The Algebra of Splines: Duality, Group Actions and Homology

This survey gives an overview of three central algebraic themes related to the study of splines: duality, group actions, and homology. Splines are piecewise polynomial functions of a prescribed order of smoothness on some subdivided domain $$D \subseteq {\mathbb {R}}^k$$ , and appear in applications ranging from approximation theory to geometric modeling to numerical analysis. Alternatively, splines can be interpreted as a collection of polynomials labeling the vertices of a (combinatorial) graph, with adjacent vertex-labels differing by a power of an affine linear form attached to the edge.

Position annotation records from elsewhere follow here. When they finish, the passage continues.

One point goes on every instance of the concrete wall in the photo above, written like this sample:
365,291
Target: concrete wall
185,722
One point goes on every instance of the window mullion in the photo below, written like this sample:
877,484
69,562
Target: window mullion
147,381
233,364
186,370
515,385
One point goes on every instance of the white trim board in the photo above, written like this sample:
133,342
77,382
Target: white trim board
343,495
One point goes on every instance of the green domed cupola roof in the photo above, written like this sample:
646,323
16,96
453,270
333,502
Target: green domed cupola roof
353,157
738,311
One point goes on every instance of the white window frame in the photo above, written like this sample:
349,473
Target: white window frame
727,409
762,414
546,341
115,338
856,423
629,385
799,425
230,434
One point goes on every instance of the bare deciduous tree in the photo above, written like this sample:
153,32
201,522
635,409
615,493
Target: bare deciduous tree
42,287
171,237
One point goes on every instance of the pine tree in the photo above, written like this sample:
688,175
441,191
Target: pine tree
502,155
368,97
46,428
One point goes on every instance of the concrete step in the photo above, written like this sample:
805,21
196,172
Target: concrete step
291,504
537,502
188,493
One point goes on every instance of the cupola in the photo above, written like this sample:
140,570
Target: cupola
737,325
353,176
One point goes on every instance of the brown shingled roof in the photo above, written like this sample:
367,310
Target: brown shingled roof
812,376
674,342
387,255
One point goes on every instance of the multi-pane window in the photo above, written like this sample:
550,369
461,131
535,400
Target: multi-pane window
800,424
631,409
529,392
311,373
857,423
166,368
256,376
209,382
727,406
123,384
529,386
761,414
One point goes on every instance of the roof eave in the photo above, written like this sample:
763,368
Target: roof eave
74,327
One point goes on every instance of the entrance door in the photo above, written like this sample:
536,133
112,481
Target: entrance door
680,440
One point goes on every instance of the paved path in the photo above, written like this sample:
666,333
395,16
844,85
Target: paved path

In most cases of interest, the subdivided domain is essentially dual to the combinatorial graph, and these two characterizations of splines coincide. Properties of splines depend on combinatorics, topology, geometry, and symmetry of a simplicial or polyhedral subdivision $$\Delta $$ of a region $$D \subseteq {\mathbb {R}}^k$$ , and are often quite subtle. We describe how duality, group actions, and homology—techniques which play a central role in many areas of both pure and applied mathematics—can be used to illuminate different questions about splines. Our target audience is nonspecialists: we provide a concrete introduction to these methods, and illustrate them with many examples in the context of splines. We also provide a tutorial on computational aspects: all of the objects appearing in this note may be studied using open source computer algebra software.